The answer lies in connectivity infrastructure. Venues that can integrate quickly, deliver real-time availability, support dynamic pricing, and provide the technical features distributors need (interactive seat maps, mobile delivery, automated reporting) are the ones securing prominent placement. The gap between technically sophisticated venues and those still operating legacy systems is widening, and it's showing up in sales performance.

What This Means for Distributors and Venues

Despite record growth, over a third of attractions still lack a modern ticketing system. Many operate with manual processes, disconnected inventory management, and no ability to integrate with third-party distribution channels. As consolidation accelerates and consumer expectations rise, this gap is becoming a structural disadvantage.

For distributors, the challenge is supply breadth and reliability. Customers expect real-time availability, instant confirmation, and mobile ticket delivery. Distributors need access to compelling content across multiple markets, but integrating directly with hundreds of individual venues is technically and commercially impractical. The solution is ticketing distribution platforms that aggregate supply and standardise integration.

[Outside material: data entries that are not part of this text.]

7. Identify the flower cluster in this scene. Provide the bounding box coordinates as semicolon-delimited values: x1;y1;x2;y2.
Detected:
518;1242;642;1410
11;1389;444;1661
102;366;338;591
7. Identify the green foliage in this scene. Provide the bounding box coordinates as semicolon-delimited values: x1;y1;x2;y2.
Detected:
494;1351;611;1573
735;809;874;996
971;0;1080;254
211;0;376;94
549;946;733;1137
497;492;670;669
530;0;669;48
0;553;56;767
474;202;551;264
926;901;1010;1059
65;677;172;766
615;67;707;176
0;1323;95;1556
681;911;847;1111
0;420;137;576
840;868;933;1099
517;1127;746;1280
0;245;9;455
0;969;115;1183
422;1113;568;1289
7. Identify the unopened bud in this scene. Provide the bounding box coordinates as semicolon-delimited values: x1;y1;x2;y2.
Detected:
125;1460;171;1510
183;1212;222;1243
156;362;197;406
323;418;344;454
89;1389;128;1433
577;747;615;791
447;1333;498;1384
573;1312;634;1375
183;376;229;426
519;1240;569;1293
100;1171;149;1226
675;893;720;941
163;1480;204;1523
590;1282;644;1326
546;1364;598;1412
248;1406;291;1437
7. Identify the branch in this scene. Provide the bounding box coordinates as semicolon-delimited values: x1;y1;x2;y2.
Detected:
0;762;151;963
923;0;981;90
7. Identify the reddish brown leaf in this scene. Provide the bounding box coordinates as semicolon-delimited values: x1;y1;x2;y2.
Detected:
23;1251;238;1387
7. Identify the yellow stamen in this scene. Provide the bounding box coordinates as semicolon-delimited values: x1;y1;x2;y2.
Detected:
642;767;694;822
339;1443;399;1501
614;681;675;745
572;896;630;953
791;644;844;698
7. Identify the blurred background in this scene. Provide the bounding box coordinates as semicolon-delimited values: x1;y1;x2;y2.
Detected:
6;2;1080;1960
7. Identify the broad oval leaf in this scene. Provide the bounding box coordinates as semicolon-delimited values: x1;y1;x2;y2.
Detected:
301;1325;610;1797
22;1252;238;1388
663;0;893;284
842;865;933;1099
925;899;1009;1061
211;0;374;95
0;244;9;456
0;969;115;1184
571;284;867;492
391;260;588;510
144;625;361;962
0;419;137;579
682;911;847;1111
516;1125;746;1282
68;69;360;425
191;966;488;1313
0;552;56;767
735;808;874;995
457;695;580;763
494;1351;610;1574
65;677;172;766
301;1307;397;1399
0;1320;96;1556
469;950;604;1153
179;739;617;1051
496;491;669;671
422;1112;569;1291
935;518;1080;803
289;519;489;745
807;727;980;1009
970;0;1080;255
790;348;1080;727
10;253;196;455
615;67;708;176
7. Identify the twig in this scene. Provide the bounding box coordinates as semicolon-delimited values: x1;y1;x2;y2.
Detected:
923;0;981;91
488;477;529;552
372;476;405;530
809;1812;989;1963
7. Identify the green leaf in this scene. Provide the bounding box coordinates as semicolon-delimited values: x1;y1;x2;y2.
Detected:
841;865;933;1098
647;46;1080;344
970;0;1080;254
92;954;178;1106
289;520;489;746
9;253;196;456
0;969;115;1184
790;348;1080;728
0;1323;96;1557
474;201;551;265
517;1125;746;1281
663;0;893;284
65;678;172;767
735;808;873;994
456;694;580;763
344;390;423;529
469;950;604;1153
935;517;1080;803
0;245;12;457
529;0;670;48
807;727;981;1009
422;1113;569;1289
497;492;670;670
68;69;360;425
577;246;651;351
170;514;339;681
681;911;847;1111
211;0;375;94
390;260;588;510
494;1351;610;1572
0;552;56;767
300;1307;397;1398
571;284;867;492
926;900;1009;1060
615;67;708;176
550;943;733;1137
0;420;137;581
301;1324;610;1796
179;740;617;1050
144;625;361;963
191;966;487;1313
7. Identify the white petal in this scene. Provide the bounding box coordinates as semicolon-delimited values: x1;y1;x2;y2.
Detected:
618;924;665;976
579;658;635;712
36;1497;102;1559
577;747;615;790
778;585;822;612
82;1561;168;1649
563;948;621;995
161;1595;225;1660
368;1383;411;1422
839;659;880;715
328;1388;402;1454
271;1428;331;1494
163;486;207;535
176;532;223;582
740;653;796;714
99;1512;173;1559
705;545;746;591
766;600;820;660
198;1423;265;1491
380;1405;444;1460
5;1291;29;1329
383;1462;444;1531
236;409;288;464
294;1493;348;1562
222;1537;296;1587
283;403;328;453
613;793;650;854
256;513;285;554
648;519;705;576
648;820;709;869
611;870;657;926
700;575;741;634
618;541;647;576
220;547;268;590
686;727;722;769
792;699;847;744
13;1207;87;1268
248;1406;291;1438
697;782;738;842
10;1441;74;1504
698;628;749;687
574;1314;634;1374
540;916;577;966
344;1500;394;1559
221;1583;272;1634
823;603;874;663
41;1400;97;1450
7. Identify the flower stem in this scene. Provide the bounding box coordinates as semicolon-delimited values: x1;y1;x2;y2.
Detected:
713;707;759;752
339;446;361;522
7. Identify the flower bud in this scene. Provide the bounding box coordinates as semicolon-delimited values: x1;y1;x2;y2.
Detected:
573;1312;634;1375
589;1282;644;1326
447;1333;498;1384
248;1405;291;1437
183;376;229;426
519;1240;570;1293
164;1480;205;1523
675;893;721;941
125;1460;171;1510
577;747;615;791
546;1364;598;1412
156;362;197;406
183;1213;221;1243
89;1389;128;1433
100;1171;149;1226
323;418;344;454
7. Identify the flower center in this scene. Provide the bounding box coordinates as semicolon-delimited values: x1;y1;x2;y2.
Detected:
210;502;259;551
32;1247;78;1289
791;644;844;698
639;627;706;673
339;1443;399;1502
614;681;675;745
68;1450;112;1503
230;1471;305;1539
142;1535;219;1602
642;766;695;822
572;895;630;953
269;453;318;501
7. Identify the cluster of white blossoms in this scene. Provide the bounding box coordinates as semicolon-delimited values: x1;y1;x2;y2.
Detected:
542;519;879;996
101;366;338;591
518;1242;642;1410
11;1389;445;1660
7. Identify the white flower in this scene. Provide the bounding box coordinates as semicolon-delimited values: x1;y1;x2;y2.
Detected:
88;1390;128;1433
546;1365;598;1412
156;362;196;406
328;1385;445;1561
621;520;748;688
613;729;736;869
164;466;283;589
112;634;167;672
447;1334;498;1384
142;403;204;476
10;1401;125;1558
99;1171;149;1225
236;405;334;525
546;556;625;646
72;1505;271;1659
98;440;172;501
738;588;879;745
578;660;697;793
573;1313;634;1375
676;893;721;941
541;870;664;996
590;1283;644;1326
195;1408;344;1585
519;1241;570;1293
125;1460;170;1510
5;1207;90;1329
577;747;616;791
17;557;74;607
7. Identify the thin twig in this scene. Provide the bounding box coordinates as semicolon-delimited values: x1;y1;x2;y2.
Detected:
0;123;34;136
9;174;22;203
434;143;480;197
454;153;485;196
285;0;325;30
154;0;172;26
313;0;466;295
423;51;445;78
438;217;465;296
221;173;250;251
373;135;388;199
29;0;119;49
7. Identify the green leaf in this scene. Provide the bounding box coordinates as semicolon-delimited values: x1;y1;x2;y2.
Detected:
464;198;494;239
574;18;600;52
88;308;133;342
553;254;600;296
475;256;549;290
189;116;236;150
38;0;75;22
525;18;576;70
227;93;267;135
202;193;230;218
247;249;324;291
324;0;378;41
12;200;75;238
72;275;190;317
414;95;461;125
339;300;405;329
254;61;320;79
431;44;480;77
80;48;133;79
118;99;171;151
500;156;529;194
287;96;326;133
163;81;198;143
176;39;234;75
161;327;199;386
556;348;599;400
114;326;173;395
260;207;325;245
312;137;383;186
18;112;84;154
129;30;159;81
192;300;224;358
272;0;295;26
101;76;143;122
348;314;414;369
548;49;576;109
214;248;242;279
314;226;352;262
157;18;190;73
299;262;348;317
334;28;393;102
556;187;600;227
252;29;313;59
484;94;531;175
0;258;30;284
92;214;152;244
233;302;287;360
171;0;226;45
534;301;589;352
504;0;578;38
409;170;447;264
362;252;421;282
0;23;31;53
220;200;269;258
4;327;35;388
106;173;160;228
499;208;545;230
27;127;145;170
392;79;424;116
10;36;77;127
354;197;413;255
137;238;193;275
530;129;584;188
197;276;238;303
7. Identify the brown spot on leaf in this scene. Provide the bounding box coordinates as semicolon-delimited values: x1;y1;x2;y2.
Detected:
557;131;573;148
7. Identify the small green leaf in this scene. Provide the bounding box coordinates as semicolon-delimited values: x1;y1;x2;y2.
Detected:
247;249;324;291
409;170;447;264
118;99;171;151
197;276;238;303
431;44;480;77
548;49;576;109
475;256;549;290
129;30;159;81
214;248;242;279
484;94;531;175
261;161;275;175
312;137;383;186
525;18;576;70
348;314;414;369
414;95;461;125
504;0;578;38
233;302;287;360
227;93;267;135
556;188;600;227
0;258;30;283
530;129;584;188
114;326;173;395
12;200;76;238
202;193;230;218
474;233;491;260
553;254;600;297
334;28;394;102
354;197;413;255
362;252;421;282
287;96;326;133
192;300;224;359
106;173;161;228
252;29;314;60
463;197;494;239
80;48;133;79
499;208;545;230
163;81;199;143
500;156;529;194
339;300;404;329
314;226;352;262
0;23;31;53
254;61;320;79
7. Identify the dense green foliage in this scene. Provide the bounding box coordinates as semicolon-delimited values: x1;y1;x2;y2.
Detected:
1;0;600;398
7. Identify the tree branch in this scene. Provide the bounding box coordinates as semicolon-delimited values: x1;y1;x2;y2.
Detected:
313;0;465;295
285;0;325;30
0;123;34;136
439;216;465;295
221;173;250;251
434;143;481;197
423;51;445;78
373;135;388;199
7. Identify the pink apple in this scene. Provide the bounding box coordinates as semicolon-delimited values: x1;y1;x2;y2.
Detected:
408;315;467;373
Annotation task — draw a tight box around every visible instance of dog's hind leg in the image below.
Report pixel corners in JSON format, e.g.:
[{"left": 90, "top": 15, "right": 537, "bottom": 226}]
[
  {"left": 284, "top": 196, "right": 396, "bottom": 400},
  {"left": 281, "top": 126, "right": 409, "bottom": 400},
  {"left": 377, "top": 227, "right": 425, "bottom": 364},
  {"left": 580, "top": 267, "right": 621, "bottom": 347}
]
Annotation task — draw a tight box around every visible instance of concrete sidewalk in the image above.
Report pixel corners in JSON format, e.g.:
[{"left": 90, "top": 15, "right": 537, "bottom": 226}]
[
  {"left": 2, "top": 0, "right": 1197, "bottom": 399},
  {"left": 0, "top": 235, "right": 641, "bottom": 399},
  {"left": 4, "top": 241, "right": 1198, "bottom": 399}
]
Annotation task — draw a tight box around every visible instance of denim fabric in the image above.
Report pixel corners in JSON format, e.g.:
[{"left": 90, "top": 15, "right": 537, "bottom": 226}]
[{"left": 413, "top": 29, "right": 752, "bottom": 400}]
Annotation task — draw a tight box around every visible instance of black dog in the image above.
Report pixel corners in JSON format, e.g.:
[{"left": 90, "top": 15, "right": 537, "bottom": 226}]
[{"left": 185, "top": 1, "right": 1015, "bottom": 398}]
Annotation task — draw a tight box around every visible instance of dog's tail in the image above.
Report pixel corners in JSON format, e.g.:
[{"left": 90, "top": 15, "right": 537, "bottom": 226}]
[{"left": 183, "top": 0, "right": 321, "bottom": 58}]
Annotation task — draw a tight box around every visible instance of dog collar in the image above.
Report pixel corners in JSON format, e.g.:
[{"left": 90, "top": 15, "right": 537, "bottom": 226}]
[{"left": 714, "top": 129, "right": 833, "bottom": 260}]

For venues, the imperative is reach. Direct sales channels remain important, but the majority of growth is happening through third-party distribution, particularly in international markets and among mobile-first consumers. Venues that can connect to networks of distributors through a single API integration gain access to incremental demand without proportional operational complexity. Ingresso connects over 300 venues to more than 100 global distribution partners, including GetYourGuide, Expedia, and Viator, through a single API integration. Dynamic pricing and interactive seat maps are included as standard, removing manual overhead and enabling venues to maximise revenue from every event. To find out how Ingresso can help your business connect to global demand, speak to our team.

The global ticketing landscape in 2026 rewards connectivity. The venues and distributors winning are those who understand that technology infrastructure, not just great content or marketing, is what enables scale. As the market continues its rapid evolution, the gap between connected and disconnected operators will only widen.